Notwithstanding her general popularity, many developing countries called for an election of a non-European.  For many of the 187 member countries it was time to recognize the growing power and influence of developing countries and especially the large emerging market countries.  There were repeated calls for a truly transparent merit-based and competitive process – read that as a choice other than a European candidate.  The large emerging market countries – the BRICS, Brazil, Russia, India China and South Africa – through their IMF executive directors attacked the repeated appointment of European managing directors declaring that another European appointment “undermines the legitimacy” of the IMF.  But as noted there has been no great stampede to unify around Augustin Carstens as the non-European candidate.
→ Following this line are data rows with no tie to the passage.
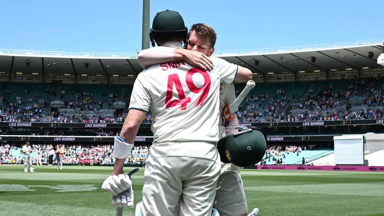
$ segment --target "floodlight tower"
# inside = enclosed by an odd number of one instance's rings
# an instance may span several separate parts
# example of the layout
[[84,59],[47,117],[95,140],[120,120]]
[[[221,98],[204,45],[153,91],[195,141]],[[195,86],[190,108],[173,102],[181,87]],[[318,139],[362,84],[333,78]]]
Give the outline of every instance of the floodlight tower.
[[143,0],[143,27],[141,50],[149,48],[149,0]]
The concerns for the new managing director have changed significantly from the past.  From a focus on developing countries, the new managing director, it seems must instead focus on the Eurozone.  Today the Fund has pledged $55 billion about two-thirds of its total lending commitments to the Euro-area countries.  And initially support was expressed for Lagarde for her knowledge and skill in negotiating with the other European countries.  Indeed it is her negotiating prowess that appears to be most appreciated.  Though she has been involved in difficult economic issues, Lagarde is not an economist.  She is a lawyer by training and ran Baker Mckenzie, a global law firm, from Chicago before being recalled in 2005 to France to take up a ministerial post.
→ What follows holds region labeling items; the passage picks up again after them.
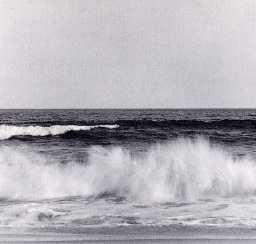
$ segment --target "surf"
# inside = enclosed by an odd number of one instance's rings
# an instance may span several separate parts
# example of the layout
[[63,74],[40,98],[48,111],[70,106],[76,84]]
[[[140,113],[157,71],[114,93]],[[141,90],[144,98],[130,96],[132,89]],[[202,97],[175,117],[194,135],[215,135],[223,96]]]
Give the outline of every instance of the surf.
[[180,138],[132,153],[92,146],[86,163],[0,147],[0,197],[36,200],[113,196],[164,202],[256,196],[255,162],[201,138]]
[[68,131],[89,130],[98,127],[114,129],[119,127],[117,125],[97,125],[91,126],[79,125],[52,125],[49,127],[40,126],[15,126],[0,125],[0,140],[10,138],[13,136],[47,136],[63,134]]

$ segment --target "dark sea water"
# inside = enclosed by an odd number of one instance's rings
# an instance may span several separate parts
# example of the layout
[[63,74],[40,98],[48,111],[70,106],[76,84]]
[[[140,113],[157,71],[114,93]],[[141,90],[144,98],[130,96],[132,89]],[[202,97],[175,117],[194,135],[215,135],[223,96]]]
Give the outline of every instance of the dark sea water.
[[0,120],[2,234],[256,235],[256,109]]

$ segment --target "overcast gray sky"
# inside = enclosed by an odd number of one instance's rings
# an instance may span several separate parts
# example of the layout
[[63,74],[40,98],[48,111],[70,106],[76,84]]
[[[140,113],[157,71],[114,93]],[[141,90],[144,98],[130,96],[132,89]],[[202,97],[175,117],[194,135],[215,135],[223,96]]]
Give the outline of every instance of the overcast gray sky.
[[0,0],[0,108],[256,108],[254,0]]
Lagarde is a pragmatist and politician. She is a woman – she would be the first woman to become managing director – and would be likely to change the culture that is now recognized as too macho.  But it is hard to discern her economic views and ultimately will have to rely in part on economists around her to make some of the tough economic calls.  And her presumed strength – knowledge of Europe – may prove to be a liability.  The Fund is now deeply, possibly too deeply, engaged in the European sovereign debt crisis and there appears to be little interest on her part to demand debt restructuring for Greece or the other “peripheral” countries that now weigh down Europe.  There appears therefore no end to the economic crisis. Among the large players – France and Germany especially – there is no appetite to bring restructuring to Greece fearing that their banks will bear the cost for such restructuring.  Thus for the moment there appears only a continuing effort to “bail out” countries like Greece pushing out the day of reckoning though there is little prospect that Greece, or for that matter Ireland or Portugal can gain control of their outstanding public debt.  In fact it is not Lagarde’s nationality that should be the question but her economic knowledge and her policy choices.
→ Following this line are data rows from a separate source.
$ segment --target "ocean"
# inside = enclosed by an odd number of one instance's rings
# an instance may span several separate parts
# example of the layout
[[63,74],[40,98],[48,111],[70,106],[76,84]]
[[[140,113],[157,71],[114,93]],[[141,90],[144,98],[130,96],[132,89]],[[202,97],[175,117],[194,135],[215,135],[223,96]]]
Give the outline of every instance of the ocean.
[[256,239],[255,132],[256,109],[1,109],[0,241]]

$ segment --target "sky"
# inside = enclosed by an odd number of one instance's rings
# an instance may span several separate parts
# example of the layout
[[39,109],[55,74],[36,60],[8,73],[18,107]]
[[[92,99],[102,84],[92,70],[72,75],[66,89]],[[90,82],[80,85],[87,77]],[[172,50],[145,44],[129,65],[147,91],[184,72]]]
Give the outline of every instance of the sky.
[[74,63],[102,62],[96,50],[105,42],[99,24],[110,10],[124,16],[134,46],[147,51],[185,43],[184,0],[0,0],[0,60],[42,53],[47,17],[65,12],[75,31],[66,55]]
The world economy the managing director faces is complex – in fact it is a two-speed world.  First you have the advanced economies.  Stubborn high unemployment in most; anaemic growth; and growing concerns for public finances.  For a number of these economies – except the US – there is a continuing concern over US monetary policy.  The monetary easing has suppressed yields and encouraged capital flows elsewhere especially in the large emerging market economies.  It has also caused appreciation in currencies to the discomfort of many monetary officials.

A different picture greets the Fund for the large emerging market economies.  Their growth remains very strong.  Some currencies are appreciating and decision-makers have varying concerns over capital inflows. Finally, and most worrisome, there are growing signs of inflation in Brazil, India and China.  “In emerging markets, the big challenge is not to lower their guard in preventing and containing the risks of overheating and the building up financial imbalances,” said Jose Vinals, as quoted in the FTon June 17th.  Vinals is the Financial Counsellor and Director of the International Monetary Fund’s Monetary and Capital Markets Department.

So the challenges for the new managing director are multiple and may not just focus on European sovereign debt.  Instead the concerns may be more over macroeconomic flows, currency instability and macroeconomic surveillance.  And in these areas Lagarde remains annoyingly vague.